5. ANALYSIS AND REVIEW
India's textiles sector is one of the oldest industries in the Indian
economy, dating back to several centuries.
The industry is extremely varied, with hand-spun and hand-woven
textiles sectors at one end of the spectrum, while the capital-intensive sophisticated
mills sector on the other end. The decentralized power looms/ hosiery and knitting sector
forms the largest component in the textiles sector. The close linkage of textiles industry
to agriculture (for raw materials such as cotton) and the ancient culture and traditions
of the country in terms of textiles makes it unique in comparison to other industries in
the country. India's textiles industry has a capacity to produce wide variety of products
suitable for different market segments, both within India and across the world.
6. OPPORTUNITIES AND CHALLENGES
The future for the Indian textiles industry looks promising. The Indian
textile industry has vast potential for growth, buoyed by strong domestic consumption as
well as export demand. However, to get maximum advantage of the vast potential of this
vibrant industry, the Government and Industry need to work towards addressing key
challenges including obsolete machinery and technology, threats to handloom sector, power
shortage, illicit markets, labour- related concerns, raw materials shortage.
7. EXPANSION AND MODERNISATION
Company's manufacturing operation is closed due to the reason mentioned
in point no 3 hence the Company did not go for expansion and modernization.

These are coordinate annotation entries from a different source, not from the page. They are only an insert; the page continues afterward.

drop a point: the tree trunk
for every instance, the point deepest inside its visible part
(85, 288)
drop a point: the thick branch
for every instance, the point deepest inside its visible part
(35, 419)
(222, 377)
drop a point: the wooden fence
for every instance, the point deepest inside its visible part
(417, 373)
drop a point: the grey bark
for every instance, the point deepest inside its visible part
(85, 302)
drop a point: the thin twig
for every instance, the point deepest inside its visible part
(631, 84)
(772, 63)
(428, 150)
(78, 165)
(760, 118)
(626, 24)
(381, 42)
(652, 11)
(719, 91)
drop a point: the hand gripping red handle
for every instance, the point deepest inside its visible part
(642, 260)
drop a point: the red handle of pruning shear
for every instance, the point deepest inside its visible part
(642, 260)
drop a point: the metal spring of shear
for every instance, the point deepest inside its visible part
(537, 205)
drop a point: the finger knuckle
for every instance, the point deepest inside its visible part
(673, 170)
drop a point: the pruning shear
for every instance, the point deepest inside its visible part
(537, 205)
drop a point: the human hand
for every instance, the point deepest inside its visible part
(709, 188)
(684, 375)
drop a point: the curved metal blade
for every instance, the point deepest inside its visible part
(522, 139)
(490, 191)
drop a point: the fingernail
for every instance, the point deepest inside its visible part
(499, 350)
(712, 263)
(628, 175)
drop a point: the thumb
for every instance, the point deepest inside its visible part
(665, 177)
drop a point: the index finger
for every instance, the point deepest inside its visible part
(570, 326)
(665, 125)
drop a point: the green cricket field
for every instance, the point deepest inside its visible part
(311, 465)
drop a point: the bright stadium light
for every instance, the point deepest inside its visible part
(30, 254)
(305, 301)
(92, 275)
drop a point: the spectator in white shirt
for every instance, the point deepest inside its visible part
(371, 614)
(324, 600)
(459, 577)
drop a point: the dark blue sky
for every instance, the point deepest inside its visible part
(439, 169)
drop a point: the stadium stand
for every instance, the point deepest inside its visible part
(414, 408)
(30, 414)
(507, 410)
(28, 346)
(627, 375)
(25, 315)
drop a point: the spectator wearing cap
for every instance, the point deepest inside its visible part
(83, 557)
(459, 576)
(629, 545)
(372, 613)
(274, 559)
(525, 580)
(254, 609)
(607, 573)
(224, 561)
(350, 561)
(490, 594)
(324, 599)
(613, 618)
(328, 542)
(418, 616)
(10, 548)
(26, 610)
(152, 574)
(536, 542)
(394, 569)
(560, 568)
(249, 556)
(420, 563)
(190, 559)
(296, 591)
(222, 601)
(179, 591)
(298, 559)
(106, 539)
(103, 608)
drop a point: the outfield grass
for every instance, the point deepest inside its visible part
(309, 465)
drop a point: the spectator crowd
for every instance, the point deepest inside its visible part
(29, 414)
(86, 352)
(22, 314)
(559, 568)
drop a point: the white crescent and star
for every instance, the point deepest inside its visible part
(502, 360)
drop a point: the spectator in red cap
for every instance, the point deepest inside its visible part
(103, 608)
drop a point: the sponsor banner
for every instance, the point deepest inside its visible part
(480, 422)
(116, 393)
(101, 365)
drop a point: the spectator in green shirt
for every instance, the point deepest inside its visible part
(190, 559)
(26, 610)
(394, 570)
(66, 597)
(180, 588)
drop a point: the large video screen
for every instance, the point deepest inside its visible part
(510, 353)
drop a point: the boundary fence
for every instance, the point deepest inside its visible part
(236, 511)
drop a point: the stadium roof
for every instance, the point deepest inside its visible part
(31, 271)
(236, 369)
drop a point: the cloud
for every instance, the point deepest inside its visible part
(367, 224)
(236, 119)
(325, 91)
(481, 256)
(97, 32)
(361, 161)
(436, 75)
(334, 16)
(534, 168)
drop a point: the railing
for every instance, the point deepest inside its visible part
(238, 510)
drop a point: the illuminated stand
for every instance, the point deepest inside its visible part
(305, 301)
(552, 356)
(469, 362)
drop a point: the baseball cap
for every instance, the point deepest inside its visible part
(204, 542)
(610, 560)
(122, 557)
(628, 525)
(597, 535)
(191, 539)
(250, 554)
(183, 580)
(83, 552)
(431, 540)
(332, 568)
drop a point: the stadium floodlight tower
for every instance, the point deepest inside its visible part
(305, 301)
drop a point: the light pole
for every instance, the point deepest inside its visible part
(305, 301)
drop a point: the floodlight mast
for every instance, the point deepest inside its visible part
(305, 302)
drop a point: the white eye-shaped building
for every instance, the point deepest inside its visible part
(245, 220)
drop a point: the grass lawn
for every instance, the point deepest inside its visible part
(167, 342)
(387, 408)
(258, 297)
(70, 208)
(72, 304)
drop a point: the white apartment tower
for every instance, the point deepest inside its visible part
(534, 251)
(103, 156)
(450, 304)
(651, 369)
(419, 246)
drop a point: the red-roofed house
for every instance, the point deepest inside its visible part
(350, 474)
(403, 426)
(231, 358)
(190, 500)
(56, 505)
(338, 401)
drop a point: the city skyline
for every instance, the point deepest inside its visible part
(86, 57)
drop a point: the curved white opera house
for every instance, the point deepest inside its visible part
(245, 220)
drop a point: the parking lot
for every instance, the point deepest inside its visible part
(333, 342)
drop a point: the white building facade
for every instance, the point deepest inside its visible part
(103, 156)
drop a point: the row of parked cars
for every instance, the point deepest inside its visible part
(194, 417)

8. CONSOLIDATED FINANCIAL STATEMENT
As required by Regulation 33 of the SEBI (LODR) Regulations, 2015, the
Consolidated Audited Financial Statements have been prepared in accordance with the
requirements under Accounting Standard AS-21 on "Consolidated Financial
Statements" read with AS-23 on the "Accounting for Investment in
Associates" read with the provisions of Companies Act, 2013, are provided, forming
part of the Annual Report.
9. CASH FLOW STATEMENT
In compliance with the requirement of Section 34 of the SEBI (LODR)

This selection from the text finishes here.